Keyboard & mouse controls
- A S D F G H J K L ; (with W E T Y U O P for the black keys) β play the piano row anywhere; in the Tuned Keyboard lab, keys sustain until released.
- Arrow keys β walk the lattice in the lattice labs (diagonals work); Ctrl+arrow skips two; Shift selects minor on the triadic lattice.
- Mouse wheel / drag / double-click β zoom, pan, and reset the lattice maps.
- Shift-click / Alt-click β in the composer: cycle a cell's length / clear it to a rest.

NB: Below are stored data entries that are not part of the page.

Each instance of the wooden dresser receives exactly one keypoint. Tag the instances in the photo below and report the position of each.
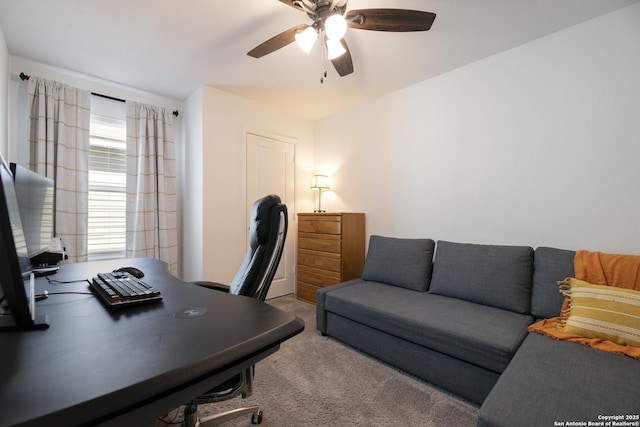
(330, 250)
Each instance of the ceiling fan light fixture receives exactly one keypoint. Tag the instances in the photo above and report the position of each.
(306, 39)
(334, 49)
(335, 26)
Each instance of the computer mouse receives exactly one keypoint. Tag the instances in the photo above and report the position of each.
(131, 270)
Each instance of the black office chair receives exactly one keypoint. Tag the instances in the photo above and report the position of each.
(267, 231)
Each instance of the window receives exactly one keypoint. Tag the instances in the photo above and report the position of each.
(107, 187)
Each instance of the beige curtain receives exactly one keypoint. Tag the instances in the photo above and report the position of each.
(151, 185)
(59, 149)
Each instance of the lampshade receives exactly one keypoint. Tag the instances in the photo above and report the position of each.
(321, 182)
(306, 38)
(335, 27)
(334, 49)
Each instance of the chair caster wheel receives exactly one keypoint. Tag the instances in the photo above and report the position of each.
(256, 418)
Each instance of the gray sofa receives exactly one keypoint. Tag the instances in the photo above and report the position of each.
(458, 320)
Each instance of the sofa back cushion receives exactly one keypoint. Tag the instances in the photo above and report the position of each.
(497, 276)
(400, 262)
(550, 266)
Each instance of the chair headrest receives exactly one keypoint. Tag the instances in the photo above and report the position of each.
(260, 217)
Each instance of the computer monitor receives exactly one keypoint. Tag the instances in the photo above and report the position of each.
(35, 203)
(15, 267)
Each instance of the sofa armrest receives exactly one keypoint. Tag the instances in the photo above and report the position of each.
(321, 295)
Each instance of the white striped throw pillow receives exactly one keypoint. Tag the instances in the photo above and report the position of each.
(605, 312)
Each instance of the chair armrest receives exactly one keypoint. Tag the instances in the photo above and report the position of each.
(212, 285)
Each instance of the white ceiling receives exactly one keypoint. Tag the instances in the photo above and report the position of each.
(169, 47)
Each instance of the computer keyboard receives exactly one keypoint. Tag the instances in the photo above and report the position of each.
(121, 289)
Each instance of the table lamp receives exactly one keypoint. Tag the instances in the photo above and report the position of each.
(321, 182)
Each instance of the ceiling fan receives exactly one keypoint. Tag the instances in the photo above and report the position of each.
(330, 22)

- Esc β closes the search overlay and confirmation dialogs; leaving fullscreen exits performance mode.
Troubleshooting
- No sound? Click anywhere once (browsers require a gesture), check the footer says audio is ready, and check the Tuning/Sound selects. The Notes & chords slider in π Music may be low.
- Tuner won't hear me? Run Mic check; allow microphone access in the browser's site permissions; raise sensitivity; sing longer, steadier notes.

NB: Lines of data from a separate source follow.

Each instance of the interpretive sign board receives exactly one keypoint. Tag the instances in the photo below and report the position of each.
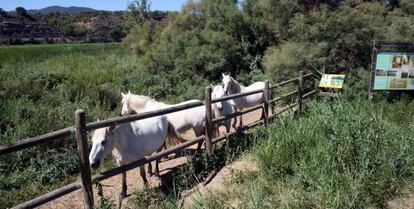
(392, 66)
(335, 81)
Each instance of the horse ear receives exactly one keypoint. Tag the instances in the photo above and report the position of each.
(111, 128)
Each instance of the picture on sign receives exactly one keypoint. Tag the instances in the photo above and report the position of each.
(394, 71)
(335, 81)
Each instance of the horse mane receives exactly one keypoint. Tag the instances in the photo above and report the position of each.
(140, 103)
(235, 85)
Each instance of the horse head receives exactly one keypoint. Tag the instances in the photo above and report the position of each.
(125, 100)
(102, 144)
(218, 92)
(227, 82)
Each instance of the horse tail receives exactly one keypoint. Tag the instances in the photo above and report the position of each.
(173, 136)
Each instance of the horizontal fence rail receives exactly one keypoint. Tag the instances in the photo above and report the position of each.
(235, 114)
(233, 96)
(290, 81)
(31, 142)
(284, 96)
(81, 133)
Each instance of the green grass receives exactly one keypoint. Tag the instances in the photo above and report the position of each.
(339, 154)
(42, 86)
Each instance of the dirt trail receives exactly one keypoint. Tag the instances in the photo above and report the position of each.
(112, 186)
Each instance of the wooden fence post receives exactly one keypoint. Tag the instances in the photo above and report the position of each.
(266, 94)
(300, 91)
(209, 125)
(81, 140)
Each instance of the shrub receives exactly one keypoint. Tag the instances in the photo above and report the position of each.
(343, 154)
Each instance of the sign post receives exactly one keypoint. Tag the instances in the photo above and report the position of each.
(392, 67)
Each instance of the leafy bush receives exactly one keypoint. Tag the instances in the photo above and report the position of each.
(358, 164)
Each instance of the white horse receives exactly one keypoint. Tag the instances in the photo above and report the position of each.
(231, 86)
(193, 118)
(129, 142)
(223, 108)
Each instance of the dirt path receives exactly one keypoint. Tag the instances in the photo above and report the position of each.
(112, 186)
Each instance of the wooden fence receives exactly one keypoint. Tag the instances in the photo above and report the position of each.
(81, 128)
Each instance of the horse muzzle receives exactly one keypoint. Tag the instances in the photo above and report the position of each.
(95, 165)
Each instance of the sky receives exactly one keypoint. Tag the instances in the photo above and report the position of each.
(170, 5)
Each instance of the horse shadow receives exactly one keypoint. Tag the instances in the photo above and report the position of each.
(200, 168)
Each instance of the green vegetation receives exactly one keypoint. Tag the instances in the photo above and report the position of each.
(41, 88)
(339, 154)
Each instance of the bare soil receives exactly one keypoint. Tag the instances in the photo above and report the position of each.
(112, 186)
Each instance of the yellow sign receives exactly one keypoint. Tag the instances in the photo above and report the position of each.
(332, 81)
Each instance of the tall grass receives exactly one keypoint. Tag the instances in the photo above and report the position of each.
(41, 87)
(339, 154)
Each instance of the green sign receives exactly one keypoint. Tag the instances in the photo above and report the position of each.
(394, 71)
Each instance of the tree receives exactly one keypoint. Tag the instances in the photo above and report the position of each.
(3, 13)
(21, 11)
(138, 11)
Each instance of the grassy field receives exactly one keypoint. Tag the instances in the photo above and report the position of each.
(339, 154)
(345, 153)
(41, 87)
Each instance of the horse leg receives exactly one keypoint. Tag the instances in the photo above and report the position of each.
(235, 118)
(150, 173)
(198, 132)
(157, 162)
(122, 195)
(142, 173)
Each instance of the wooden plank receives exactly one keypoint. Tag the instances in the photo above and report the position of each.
(284, 96)
(30, 142)
(50, 196)
(85, 170)
(130, 118)
(236, 95)
(300, 91)
(235, 114)
(246, 127)
(266, 97)
(329, 94)
(291, 81)
(309, 94)
(208, 123)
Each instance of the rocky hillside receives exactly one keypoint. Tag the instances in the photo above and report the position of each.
(61, 27)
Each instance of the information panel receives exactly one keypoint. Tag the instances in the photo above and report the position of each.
(335, 81)
(394, 71)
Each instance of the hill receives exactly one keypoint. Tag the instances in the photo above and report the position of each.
(68, 10)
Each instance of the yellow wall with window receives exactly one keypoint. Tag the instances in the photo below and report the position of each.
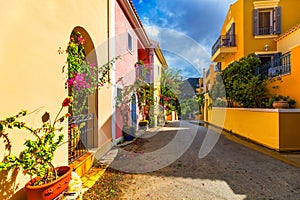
(288, 86)
(31, 68)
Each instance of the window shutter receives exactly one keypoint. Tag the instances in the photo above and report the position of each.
(276, 59)
(232, 35)
(278, 20)
(255, 22)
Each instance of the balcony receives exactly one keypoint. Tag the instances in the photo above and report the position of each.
(223, 47)
(275, 67)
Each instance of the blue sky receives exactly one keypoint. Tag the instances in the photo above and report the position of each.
(185, 29)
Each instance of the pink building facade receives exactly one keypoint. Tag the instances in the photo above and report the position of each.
(131, 43)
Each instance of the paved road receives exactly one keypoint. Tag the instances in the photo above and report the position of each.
(229, 171)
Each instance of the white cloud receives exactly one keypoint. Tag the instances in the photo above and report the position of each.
(181, 51)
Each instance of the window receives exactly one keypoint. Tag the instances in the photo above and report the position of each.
(218, 67)
(130, 42)
(119, 92)
(267, 21)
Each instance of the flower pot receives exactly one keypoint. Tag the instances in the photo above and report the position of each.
(128, 137)
(50, 190)
(280, 104)
(144, 128)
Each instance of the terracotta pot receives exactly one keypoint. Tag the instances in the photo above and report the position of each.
(50, 190)
(280, 104)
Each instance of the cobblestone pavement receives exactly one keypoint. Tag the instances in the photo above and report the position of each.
(230, 171)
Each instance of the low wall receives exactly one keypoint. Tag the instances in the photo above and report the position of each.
(278, 129)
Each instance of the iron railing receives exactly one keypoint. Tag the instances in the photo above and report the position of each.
(80, 135)
(275, 67)
(265, 30)
(223, 41)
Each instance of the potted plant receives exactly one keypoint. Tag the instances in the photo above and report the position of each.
(161, 119)
(128, 132)
(36, 158)
(143, 124)
(280, 101)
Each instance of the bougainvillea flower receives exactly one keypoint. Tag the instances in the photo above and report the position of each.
(67, 102)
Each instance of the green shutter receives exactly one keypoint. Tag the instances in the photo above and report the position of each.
(255, 24)
(278, 20)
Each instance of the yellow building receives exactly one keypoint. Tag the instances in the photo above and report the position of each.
(269, 29)
(251, 27)
(32, 35)
(158, 64)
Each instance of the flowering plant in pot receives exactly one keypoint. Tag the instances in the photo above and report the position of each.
(36, 158)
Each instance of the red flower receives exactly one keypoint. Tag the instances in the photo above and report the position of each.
(67, 102)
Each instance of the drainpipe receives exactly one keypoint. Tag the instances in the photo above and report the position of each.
(111, 54)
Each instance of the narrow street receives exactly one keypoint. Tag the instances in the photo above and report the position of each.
(229, 171)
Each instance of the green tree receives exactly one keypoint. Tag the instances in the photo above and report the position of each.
(170, 83)
(241, 83)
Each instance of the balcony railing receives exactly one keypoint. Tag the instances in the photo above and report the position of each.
(266, 30)
(223, 41)
(275, 67)
(81, 135)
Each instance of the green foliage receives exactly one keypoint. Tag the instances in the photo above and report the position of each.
(35, 159)
(169, 89)
(128, 130)
(84, 78)
(218, 93)
(143, 122)
(188, 106)
(241, 83)
(200, 99)
(144, 92)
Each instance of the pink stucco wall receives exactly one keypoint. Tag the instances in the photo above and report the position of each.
(125, 67)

- Drone too loud / quiet? The Drone level slider in π Music; each play button balances against it.
- MIDI not appearing? Press Enable MIDI in/out in the Tuned Keyboard lab and allow the permission; for MIDI out, set your synth's pitch-bend range to Β±2 semitones.
- Something looks broken? Reload β your progress is saved. A β notice in the footer means an error was caught; reloading clears it.
Local review notes
Sources and Coverage
This site is grounded in the two PDFs present in the folder on May 11, 2026. The source text is paraphrased and operationalized rather than reproduced.
The course
The Learn section is a guided, experiential walk through the book's four parts β 29 lessons that paraphrase its teaching prose (with chapter and page citations) and turn each of its practices into interactive sound β plus a five-lesson mini-course on Liebman's chromatic approach. The microphone tuner checks sung tones against just-intonation targets, records ten-second takes with a pitch trace, and runs interval-singing drills from random pitches.
Harmonic Experience.pdf
Text-native PDF with 582 pages and a detailed outline. The diagram atlas uses the book's own index of most-referenced examples, figures, and tables, including lattices, comma families, cadence models, key-chain diagrams, and cyclic-sequence summaries.
A chromatic approach to jazz harmony and melody.pdf
Image-scanned PDF with 166 pages. OCR samples identified the table of contents, chromatic-superimposition chapters, voicing and line compendia, complex-chord analysis, and practical improvisation devices.
Coverage rule
Staff notation examples are not reproduced. Non-notation diagrams and diagram-like models are represented as interactive systems: rhythm ratios, tone lattices, chord lattices, mode charts, comma maps, cadence paths, key chains, chromatic devices, voicing structures, and line-analysis templates.
Instrument samples
Piano, violin, oboe, French horn, square lead, calliope lead, and voice lead samples are local MusyngKite General MIDI soundfont exports from MIDI.js Soundfonts, released under Creative Commons Attribution 3.0. The default Warm tone, Soft e-piano, and Vocal ahh voices are synthesized in the browser (custom wavetables and a formant filter bank); sing-along targets always use the vocal voice so the reference is easy to match.